Pretargeting with bivalent effectors capable of bridging antitumor antibodies (affinity enhancement pretargeting) has been reported to provide superior results by affinity enhancement. Phosphorodiamidate morpholinos (MORFs) and other DNA analogues used for pretargeting are ideally suited as bivalent effectors since they are easily synthesized and the distance between binding regions, a determinant of binding, may be adjusted simply by lengthening the chain. We have shown by surface plasmon resonance that bivalent MORFs will provide superior affinity enhancement provided that suitable spacing exists between the binding regions.

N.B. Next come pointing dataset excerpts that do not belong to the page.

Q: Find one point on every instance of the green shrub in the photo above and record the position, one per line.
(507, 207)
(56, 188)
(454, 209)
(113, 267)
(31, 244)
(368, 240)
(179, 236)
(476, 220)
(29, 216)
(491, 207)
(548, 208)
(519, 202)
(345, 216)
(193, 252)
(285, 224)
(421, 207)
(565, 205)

The goals of this study were to synthesize a bivalent MORF with a MAG3 group attached for technetium-99m (99mTc) radiolabeling, investigate whether the bivalent MORF showed improved cell accumulation in culture compared to its corresponding monovalent MORF and compare biodistributions in normal mice and pretargeting in tumored mice. An excess of an amine derivitized 18 mer MORF with 6 nonbinding bases for spacing was reacted with Fmoc-L-ss-homoglutamic acid to form duplexes via their carboxylate groups and, after deprotection, conjugated with NHS-MAG3 to attach the chelator. The anti-CEA antibody MN14 was conjugated with a 12 mer complementary MORF (i.e. cMORF). The binding behavior between radiolabeled monovalent and bivalent MORFs was compared in LS174T tumor cells at 4oC pretargeted with MN14-cMORF. Biodistributions of radiolabeled monovalent and bivalent MORFs at 3 h post-administration were measured in normal mice and in tumor mice pretargeted with MN14-cMORF. In pretargeted cells in culture, the accumulations of the bivalent MORF was significantly higher than the monovalent MORF (p = 0.002), thus providing strong evidence for affinity enhancement. In normal mice, whole body clearance of the bivalent and monovalent MORFs was equally rapid. In tumored mice, tumor accumulation of the radiolabeled bivalent MORF was significantly higher than that of the monovalent MORF. A bivalent MAG3-MORF was successfully synthesized and radiolabeled with 99mTc. While a pharmacokinetic effect for the higher tumor accumulations in pretargeted mice of the radiolabeled bivalent MORF cannot be excluded, the results may be best explained by affinity enhancement. Thus both the base sequences and chain length of a MORF effector was modified to improve tumor targeting by both pharmacokinetics and affinity enhancement influences.